We look for the name in the first place, and the name3 in the second. That's the bug.

I don't think it matters which way this code is unified (both to name3, or both to name), so long as it happens. I'd suggest changing NC to look for name3, not name, because otherwise I'm not sure how to get the logic in packertask to work.

Changing the dcaa's to have name3 == name will also bury the problem. (or, it did in my test).
2013-05-03 17:34   
ResidueTypeSet has has_name3, BTW. Try that first.
2013-05-03 18:16   
That makes sense; I wasn't sure where to look for the conflict so it's good you were able to find it in packertask.

Yeah, it's currently working for me when I change the param files so name3 == name, too.
2013-05-03 18:19   
To be super-clear, it's in the NC token command for the resfile reader, not the packer task. If you didn't find the right line, this function of

  PackerTask & task,
  Size resid
) const

  core::chemical::ResidueTypeSet const & residue_set = task.residue_task( resid ).get_original_residue_set();
  if ( residue_set.has_name( nc_to_include_ )){
    task.nonconst_residue_task(resid).allow_noncanonical_aa( nc_to_include_ );
  } else {
    std::stringstream err_msg;
    err_msg << "Unable to add non-canonical amino acid " << nc_to_include_ << " because it is not in the ResidueTypeSet for residue " << resid << ".";
}//end NC

change has_name to has_name3 and give it a shot.
2013-05-03 19:54   
This appears to work. Alas, I don't think I have SVN access yet (at least, it's timed out every time I've tried to log in thus far for some reason...) so I can only relate the fact that that's in fact an adequate solution on my end and maybe someone with real power can implement it.
2013-05-04 20:20   
SVN access? You know we switched the whole community to git on github last week, right? You are on rosetta-devel, right?
2013-05-04 21:09   
I knew that we were going to switch to git, and I remember from minirosettacon that it was around now, but I don't think anyone ever added me to rosetta-devel, maybe for the same reason (though god knows what that is) that I never got svn access.

Oh, well. Fresh start?
2014-01-03 12:42   
Adding a new description for a ResidueType: its interchangeability group.

    The packer will look at all the residues types in the a given interchangeability
    group to decide which ones to allow. This functionality replaces the previous
    "name3" string which is overloaded for PDB I/O and is unnecessarily restirctive
    in length.

    The interchangeability group can be specified in the residue topology file,
    but if it is not given, then it will be set from the IO_STRING field (the name3).

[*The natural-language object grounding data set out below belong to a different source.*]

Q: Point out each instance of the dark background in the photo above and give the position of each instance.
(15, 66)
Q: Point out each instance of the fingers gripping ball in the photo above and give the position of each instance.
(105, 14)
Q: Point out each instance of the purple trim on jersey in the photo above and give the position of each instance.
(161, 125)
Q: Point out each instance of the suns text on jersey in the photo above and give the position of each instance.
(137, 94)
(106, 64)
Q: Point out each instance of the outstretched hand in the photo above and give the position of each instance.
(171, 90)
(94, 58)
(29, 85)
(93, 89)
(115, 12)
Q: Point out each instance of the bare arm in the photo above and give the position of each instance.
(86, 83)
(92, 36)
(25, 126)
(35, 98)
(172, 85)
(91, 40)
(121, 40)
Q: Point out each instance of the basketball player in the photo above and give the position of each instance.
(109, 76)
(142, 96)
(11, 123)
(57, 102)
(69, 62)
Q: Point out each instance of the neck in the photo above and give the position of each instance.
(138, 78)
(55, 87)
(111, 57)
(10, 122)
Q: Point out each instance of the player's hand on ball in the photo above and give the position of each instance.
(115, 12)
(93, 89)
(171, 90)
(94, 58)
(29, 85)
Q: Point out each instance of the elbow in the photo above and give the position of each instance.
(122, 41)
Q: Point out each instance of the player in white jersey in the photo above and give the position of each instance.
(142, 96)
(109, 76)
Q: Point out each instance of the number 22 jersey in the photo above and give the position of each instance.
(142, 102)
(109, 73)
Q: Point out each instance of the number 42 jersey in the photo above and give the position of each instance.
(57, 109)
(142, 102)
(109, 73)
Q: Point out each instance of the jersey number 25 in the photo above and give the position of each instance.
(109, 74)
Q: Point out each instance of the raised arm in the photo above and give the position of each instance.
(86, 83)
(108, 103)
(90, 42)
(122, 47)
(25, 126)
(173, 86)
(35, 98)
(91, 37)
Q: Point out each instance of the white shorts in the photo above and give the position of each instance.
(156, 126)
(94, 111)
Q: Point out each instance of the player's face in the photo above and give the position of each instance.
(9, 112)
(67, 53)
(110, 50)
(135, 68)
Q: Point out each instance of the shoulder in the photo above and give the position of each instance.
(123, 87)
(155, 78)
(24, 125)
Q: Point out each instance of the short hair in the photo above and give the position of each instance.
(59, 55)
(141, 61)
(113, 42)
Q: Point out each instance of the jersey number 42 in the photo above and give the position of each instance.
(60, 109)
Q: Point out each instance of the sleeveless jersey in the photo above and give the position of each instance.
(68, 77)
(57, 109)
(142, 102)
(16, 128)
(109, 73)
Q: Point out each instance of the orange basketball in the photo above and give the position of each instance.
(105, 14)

    New PatchOperation classes for working with interchangeability group data.
    Moving PatchOperation class definitions from the .hh file to the .cc file.

    The "NC" ResfileOperation now uses the interchangeability group to append
    non-canonical amino acids (and other not-canonical-amino-acid residue types)
    to the ResidueLevelTask.

    Updating the interchangeability groups for the residue types defined in the
    fullatom/residue_types/rosetta_specific directory (which previously all
    shared the name3 of "XXX").

    Updating the patch files that used the SET_IO_STRING command so that they
    now also update the interchangeability group.